In our view, BCI's protest challenging the adequacy of the Navy's cost realism analysis was clearly meritorious on the record provided to our Office with the agency report. In short, the record lacked support for the Navy's conclusion that McKean could perform as it had proposed for the costs provided. Indeed, as BCI pointed out in its comments on the agency report, the evaluators' expressed concerns about the realism of McKean's rates remained unresolved when the Navy selected McKean for award. Based on our review, we are not persuaded that there is any meaningful difference between the Navy's explanation of an error in the "methodology" of the cost realism analysis, and BCI's challenge.

As a general rule, we recommend that a successful protester be reimbursed protest costs with respect to all issues pursued, not merely those upon which it prevails. Nevertheless, in appropriate cases, we have limited our recommendation for the award of protest costs where a part of those costs is allocable to an unsuccessful protest issue that is so clearly severable from the successful issues that it essentially constitutes a separate protest. In determining whether protest issues are so clearly severable as to essentially constitute separate protests, we consider, among other things, the extent to which the issues are interrelated or intertwined--i.e., whether the successful and unsuccessful arguments share a common set of facts, are based on related legal theories, or are otherwise not readily severable. Core Tech Int'l Corp.--Costs, B-400047.2, Mar. 11, 2009, 2009 CPD para. 59 at 8. We view BCI's challenges to the non-cost evaluation (which it has not shown were clearly meritorious) as severable from the challenge to the cost realism analysis because the questions involved distinct aspects of the record, and were not intertwined factually or legally.

RECOMMENDATION

We recommend that the Navy reimburse BCI's costs of filing and pursuing its protest with respect to its cost realism challenge, including reasonable attorneys' fees. 4 C.F.R. sect. 21.8(d)(1). The protester's certified claim for costs, detailing the time spent and the cost incurred, must be submitted to the agency within 60 days after receiving this decision.

The request is granted.

Lynn H. Gibson

Acting General Counsel



[1] The Navy states that BCI is no longer a small business. Our description of a protester as a small business here is based simply on the protester's representation; the jurisdiction to determine the size status of a particular business rests with the Small Business Administration. See 4 C.F.R. sect. 21.5(b)(1) (2009).

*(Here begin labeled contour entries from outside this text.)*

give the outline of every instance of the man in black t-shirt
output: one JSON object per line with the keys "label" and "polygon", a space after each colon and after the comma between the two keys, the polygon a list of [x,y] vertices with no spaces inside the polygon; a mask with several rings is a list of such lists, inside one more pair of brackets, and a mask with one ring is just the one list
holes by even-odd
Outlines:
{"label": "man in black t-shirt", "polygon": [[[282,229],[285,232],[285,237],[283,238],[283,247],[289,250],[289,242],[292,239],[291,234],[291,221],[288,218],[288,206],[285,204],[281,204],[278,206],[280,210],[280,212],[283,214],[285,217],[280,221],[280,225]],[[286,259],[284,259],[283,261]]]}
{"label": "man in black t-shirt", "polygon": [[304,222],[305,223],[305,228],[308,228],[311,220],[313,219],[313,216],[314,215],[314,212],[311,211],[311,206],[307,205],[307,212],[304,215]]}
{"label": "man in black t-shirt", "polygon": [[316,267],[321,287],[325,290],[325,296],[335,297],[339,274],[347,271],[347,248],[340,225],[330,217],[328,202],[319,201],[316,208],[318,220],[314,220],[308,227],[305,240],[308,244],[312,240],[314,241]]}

[2] BCI generally disputes the Navy's allegations, and argues that they are beyond our Office's jurisdiction. We note them here because the Navy's allegations provide the foundation for a viable rebuttal of BCI's bait-and-switch claim. Other than noting that the Navy had a viable defense, we find it unnecessary to resolve this issue on its merits.

[3] Additional consideration of the scope of the corrective action is included in our decision denying McKean's subsequent protest challenging the corrective action. McKean Def. Group--Info. Tech., LLC, B-401702.2, Jan. 11, 2010, 2010 CPD para. ___.

[4] The Navy has not disputed that the timing of the corrective action would be considered unduly delayed because it occurred after the Navy's agency report. Navy Response at 2.